"Being from a Worker Family"

Previous: On Tolerance

You may have have heard that in the Ostblock if you were opposed to the regime your kids won't be admitted to the college.

But how exactly was that accomplished?

Punishing kids for ideological sins of their parents was too nasty, even in the real socialism, to be an official policy. In fact, real socialism tried to present itself as a better, more just, alternative to capitalism. So how could they practice collective punishment, which is, legally, a war crime?

Well, at least in Czechoslovakia in 1980's kids applying to a college were classified either as "from a worker family" or "not from a worker family".

I am not sure how this thing originated. It could be a worthwhile topic for a historian. However, I imagine it must have been some kind of affirmative-action-style policy introduced early on, maybe during the Stalinist era, or maybe, if it originates in the USSR, even earlier. Kids from worker class have been truly disadvantaged in many obvious ways, so giving them preferential access to the college education would only be fair.

Anyway, there was a problem with the approach. If a member of politburo had a kid, guess what? Kid's dad was an administrator and thus the kid wasn't from a worker family. And the same thing applied to every single person in position of power. Apparatchiks would have been dumb if they hadn't found a loophole.

Enter "working intelligentsia". You see, you dad may be a big boss in the party and your mom a ballerina, but your parents were "working intelligentsia" and so it was all right to classify you as coming from a worker family.

This hack renders the entire mechanism ineffective. If everybody comes from a worker family nobody has to be treated preferentially.

If you were naive, you would say that that's the end of the story.

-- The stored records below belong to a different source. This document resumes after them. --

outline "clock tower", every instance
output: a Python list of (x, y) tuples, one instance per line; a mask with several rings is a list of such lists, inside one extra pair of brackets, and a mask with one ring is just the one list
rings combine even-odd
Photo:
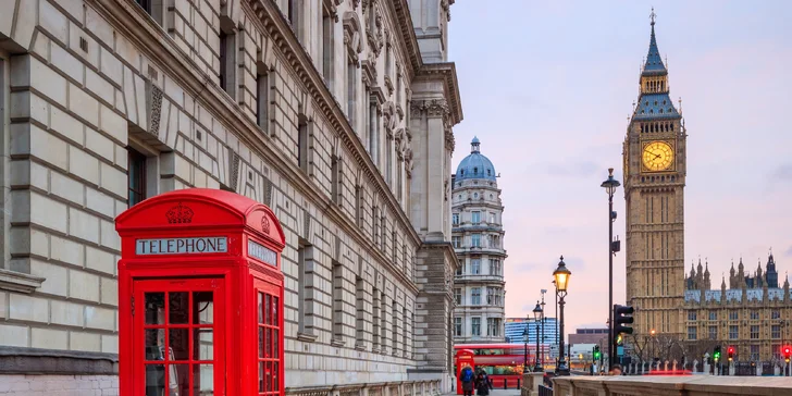
[(669, 97), (655, 13), (640, 95), (623, 144), (627, 302), (635, 334), (680, 335), (684, 297), (684, 120)]

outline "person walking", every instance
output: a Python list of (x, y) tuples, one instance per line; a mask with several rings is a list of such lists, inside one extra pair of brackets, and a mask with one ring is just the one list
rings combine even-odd
[(475, 382), (473, 369), (471, 369), (469, 366), (462, 369), (462, 373), (459, 380), (462, 383), (462, 393), (465, 394), (465, 396), (473, 396), (473, 383)]
[(486, 375), (486, 372), (484, 370), (479, 371), (479, 375), (477, 376), (477, 380), (475, 380), (477, 395), (479, 395), (479, 396), (490, 395), (491, 387), (492, 387), (492, 384), (490, 384), (490, 376)]

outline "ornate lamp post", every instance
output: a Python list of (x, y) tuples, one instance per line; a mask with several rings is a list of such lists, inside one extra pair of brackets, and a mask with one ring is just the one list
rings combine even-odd
[(544, 314), (542, 312), (542, 306), (540, 306), (539, 301), (536, 301), (536, 307), (533, 309), (533, 320), (536, 322), (536, 351), (535, 351), (536, 364), (533, 366), (534, 372), (544, 371), (544, 368), (542, 367), (542, 360), (539, 357), (539, 322), (544, 319), (543, 317), (544, 317)]
[(522, 330), (522, 342), (525, 343), (525, 349), (522, 355), (522, 372), (528, 372), (528, 315), (525, 315), (525, 329)]
[[(614, 194), (616, 188), (620, 186), (619, 182), (614, 178), (614, 169), (608, 169), (608, 180), (601, 185), (608, 194), (608, 371), (614, 368), (614, 222), (616, 221), (616, 212), (614, 212)], [(629, 301), (628, 301), (629, 302)]]
[(567, 264), (564, 263), (564, 256), (561, 261), (558, 262), (558, 268), (553, 271), (553, 276), (556, 279), (556, 296), (558, 296), (558, 315), (560, 319), (558, 337), (558, 367), (556, 367), (556, 373), (558, 375), (569, 375), (569, 367), (566, 360), (564, 360), (564, 297), (567, 296), (567, 286), (569, 283), (569, 276), (572, 274), (567, 269)]

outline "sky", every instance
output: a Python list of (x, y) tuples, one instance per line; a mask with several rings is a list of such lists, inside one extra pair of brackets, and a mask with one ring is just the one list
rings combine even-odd
[[(463, 121), (454, 168), (473, 136), (500, 173), (506, 315), (524, 317), (572, 272), (565, 333), (608, 317), (607, 169), (638, 99), (649, 13), (688, 127), (685, 273), (709, 263), (719, 288), (732, 259), (754, 271), (770, 249), (792, 270), (792, 14), (789, 1), (467, 0), (451, 7), (448, 60)], [(675, 103), (679, 109), (679, 103)], [(624, 239), (619, 188), (614, 235)], [(624, 244), (614, 301), (624, 301)], [(553, 315), (553, 294), (547, 314)]]

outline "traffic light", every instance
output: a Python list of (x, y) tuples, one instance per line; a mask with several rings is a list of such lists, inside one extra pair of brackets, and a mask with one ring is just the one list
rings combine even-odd
[(633, 322), (632, 312), (634, 312), (630, 306), (614, 305), (614, 337), (618, 337), (620, 334), (632, 334), (632, 327), (628, 327), (624, 324)]

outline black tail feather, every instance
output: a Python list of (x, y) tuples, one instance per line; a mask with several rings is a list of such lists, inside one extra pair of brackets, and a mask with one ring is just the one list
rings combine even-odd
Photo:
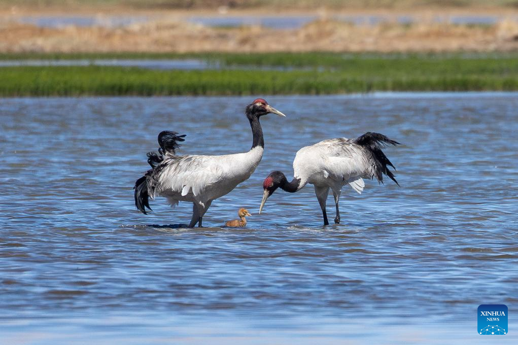
[(150, 211), (153, 210), (149, 207), (149, 193), (148, 192), (147, 177), (147, 176), (144, 176), (137, 180), (133, 188), (135, 190), (135, 206), (137, 209), (145, 214), (148, 214), (146, 211), (146, 208)]
[(153, 182), (153, 172), (157, 172), (160, 169), (160, 163), (164, 161), (164, 155), (174, 155), (175, 150), (180, 147), (178, 141), (184, 141), (185, 139), (183, 135), (178, 135), (176, 132), (172, 131), (163, 131), (159, 134), (158, 141), (160, 148), (159, 153), (154, 152), (148, 152), (148, 163), (151, 166), (151, 170), (146, 172), (146, 175), (137, 180), (133, 189), (135, 190), (135, 206), (137, 209), (147, 214), (146, 209), (152, 211), (149, 207), (149, 189), (148, 189), (147, 178), (150, 177), (151, 182), (151, 193), (154, 192), (155, 183)]
[(158, 166), (160, 162), (164, 160), (164, 157), (162, 155), (159, 156), (156, 152), (148, 152), (146, 155), (148, 156), (148, 164), (151, 165), (152, 168)]
[(163, 131), (159, 134), (159, 145), (160, 148), (159, 152), (160, 154), (175, 154), (176, 149), (180, 147), (178, 141), (184, 141), (183, 138), (185, 135), (178, 135), (176, 132), (172, 131)]
[(383, 182), (383, 174), (384, 174), (396, 182), (396, 184), (399, 185), (396, 180), (395, 175), (388, 170), (387, 166), (392, 167), (394, 170), (396, 170), (396, 167), (388, 160), (381, 149), (386, 147), (388, 145), (395, 146), (401, 145), (400, 143), (389, 139), (388, 137), (383, 134), (372, 132), (368, 132), (358, 137), (354, 142), (358, 145), (366, 147), (372, 152), (376, 161), (376, 178), (379, 181), (382, 183)]

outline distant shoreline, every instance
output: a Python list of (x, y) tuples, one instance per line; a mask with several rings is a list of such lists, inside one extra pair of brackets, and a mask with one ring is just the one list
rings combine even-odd
[[(146, 59), (151, 59), (152, 55), (146, 54)], [(6, 60), (9, 56), (0, 57)], [(69, 54), (62, 58), (77, 56)], [(120, 59), (142, 58), (138, 54), (89, 56), (91, 59), (117, 59), (118, 56)], [(458, 54), (377, 56), (372, 53), (344, 55), (330, 53), (191, 54), (170, 55), (169, 58), (175, 56), (196, 58), (217, 64), (218, 67), (193, 70), (113, 66), (0, 67), (0, 96), (518, 90), (518, 53), (501, 56), (497, 54), (474, 54), (471, 57)], [(166, 58), (164, 54), (156, 57)]]

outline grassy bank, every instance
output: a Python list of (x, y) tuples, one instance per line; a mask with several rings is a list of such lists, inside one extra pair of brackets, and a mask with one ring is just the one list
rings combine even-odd
[[(152, 56), (149, 54), (116, 56), (112, 54), (109, 57)], [(174, 58), (163, 54), (155, 57)], [(376, 91), (518, 90), (518, 59), (513, 54), (501, 56), (380, 56), (308, 53), (190, 54), (174, 57), (206, 60), (219, 63), (223, 68), (186, 71), (93, 66), (1, 67), (0, 96), (318, 94)], [(95, 54), (89, 58), (107, 58)], [(1, 58), (5, 59), (6, 55)], [(225, 69), (226, 66), (235, 69)], [(246, 67), (250, 66), (289, 69), (275, 70)]]

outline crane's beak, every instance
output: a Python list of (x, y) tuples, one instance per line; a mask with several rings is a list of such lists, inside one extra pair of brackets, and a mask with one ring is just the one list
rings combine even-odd
[(261, 214), (261, 211), (263, 210), (263, 207), (264, 206), (265, 203), (266, 202), (266, 200), (270, 197), (270, 192), (267, 190), (265, 190), (264, 194), (263, 194), (263, 200), (261, 202), (261, 206), (259, 207), (259, 214)]
[(269, 104), (267, 104), (266, 106), (265, 107), (265, 109), (266, 109), (267, 111), (272, 114), (276, 114), (277, 115), (279, 115), (279, 116), (282, 116), (285, 118), (286, 117), (285, 115), (284, 115), (282, 112), (281, 112), (277, 109), (275, 109), (275, 108), (270, 106)]

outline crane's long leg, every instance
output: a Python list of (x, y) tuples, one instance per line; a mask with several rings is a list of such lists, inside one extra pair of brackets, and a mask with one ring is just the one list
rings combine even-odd
[(205, 214), (205, 212), (207, 210), (209, 209), (210, 207), (210, 204), (212, 203), (212, 200), (209, 200), (208, 202), (206, 202), (204, 204), (204, 206), (199, 205), (198, 208), (198, 227), (203, 227), (202, 226), (202, 219), (203, 218), (203, 216)]
[(193, 217), (191, 219), (191, 223), (189, 223), (189, 227), (194, 227), (194, 225), (198, 222), (199, 218), (199, 214), (198, 211), (198, 205), (196, 203), (193, 203)]
[(340, 224), (340, 210), (338, 209), (338, 202), (340, 200), (340, 191), (333, 191), (333, 196), (335, 197), (335, 205), (336, 206), (336, 217), (335, 218), (335, 224)]
[(324, 217), (324, 225), (328, 225), (329, 221), (327, 220), (327, 213), (325, 210), (325, 205), (326, 202), (327, 200), (327, 195), (329, 195), (329, 187), (318, 187), (315, 185), (315, 194), (316, 195), (316, 199), (319, 200), (320, 208), (322, 210), (322, 215)]

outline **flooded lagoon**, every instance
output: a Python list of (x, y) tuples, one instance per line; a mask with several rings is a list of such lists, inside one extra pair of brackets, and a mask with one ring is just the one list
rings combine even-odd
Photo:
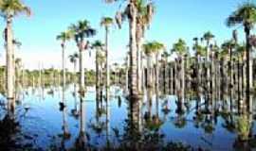
[[(119, 150), (131, 147), (129, 144), (157, 150), (164, 147), (167, 150), (255, 149), (253, 114), (238, 114), (236, 106), (230, 111), (228, 100), (214, 101), (215, 108), (208, 112), (204, 105), (198, 105), (196, 97), (189, 95), (182, 107), (175, 95), (157, 95), (153, 91), (148, 91), (139, 101), (129, 102), (124, 91), (113, 86), (106, 101), (104, 92), (102, 98), (97, 96), (93, 86), (87, 87), (84, 97), (81, 98), (74, 92), (74, 86), (70, 84), (64, 91), (66, 108), (64, 109), (60, 104), (61, 87), (21, 91), (13, 117), (19, 130), (8, 134), (11, 145), (15, 143), (18, 148), (35, 150)], [(1, 104), (6, 102), (3, 96), (1, 100)], [(2, 106), (1, 124), (6, 111)], [(241, 122), (243, 126), (239, 126)], [(245, 126), (249, 129), (247, 131)], [(241, 137), (249, 140), (243, 141)], [(174, 148), (168, 147), (170, 143)]]

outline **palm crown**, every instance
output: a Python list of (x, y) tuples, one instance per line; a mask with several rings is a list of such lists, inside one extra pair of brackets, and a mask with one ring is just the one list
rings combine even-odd
[(22, 4), (20, 0), (1, 0), (0, 4), (1, 15), (6, 19), (16, 16), (19, 13), (26, 13), (28, 16), (31, 14), (30, 8)]

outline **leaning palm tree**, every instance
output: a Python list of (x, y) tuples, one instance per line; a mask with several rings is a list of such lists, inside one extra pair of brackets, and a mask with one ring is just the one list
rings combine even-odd
[(106, 53), (106, 96), (108, 98), (108, 89), (110, 86), (109, 79), (109, 60), (108, 60), (108, 41), (109, 41), (109, 28), (113, 25), (114, 21), (111, 17), (103, 17), (101, 21), (101, 25), (105, 27), (105, 53)]
[(240, 6), (235, 11), (233, 11), (227, 19), (227, 25), (229, 27), (243, 25), (244, 31), (246, 33), (247, 42), (247, 100), (249, 101), (249, 93), (252, 87), (252, 81), (250, 81), (250, 50), (251, 44), (249, 42), (250, 31), (256, 23), (256, 5), (254, 3), (247, 2)]
[(84, 42), (85, 38), (96, 35), (96, 30), (90, 26), (87, 20), (79, 21), (77, 25), (72, 25), (69, 29), (79, 48), (79, 65), (80, 65), (80, 92), (82, 94), (84, 88), (84, 69), (83, 69), (83, 50), (88, 48), (89, 42)]
[(9, 109), (14, 109), (14, 49), (13, 49), (13, 31), (12, 21), (15, 16), (20, 13), (30, 15), (30, 8), (25, 6), (20, 0), (1, 0), (0, 1), (1, 15), (7, 22), (5, 28), (5, 42), (7, 49), (7, 98), (9, 101)]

But not so fast!

No instrument of power is ever left unused.

In this case, it became a powerful weapon against dissent. If your dad was a renegade professor who got demoted (as the stereotype goes) to a boilerman, he was not a worker. He was a parasite of the people, forced to do manual work to teach him better ways. And no, his kids would not be classified as being from a worker family.

And given that "not coming from a worker family" was now a code word for having a dissident in the family, admitting such a kid to college was an unwise thing to do.

My intention with this article was not to teach a moral lesson. Rather, I've realized that people from the west and even young people from the former Ostblock are often blind to these kinds of mechanics. Where a Eastern European goes "we fucking used to have this shit during communism" a person from the west tries to apply moral philosophy to find out whether the policy is fair or not. But it's not about morals. It's about social mechanics. If an instrument of power is left unguarded, not protected by checks and balances, it will be appropriated, repurposed and abused by the most reckless and selfish members of the society to further their own interests.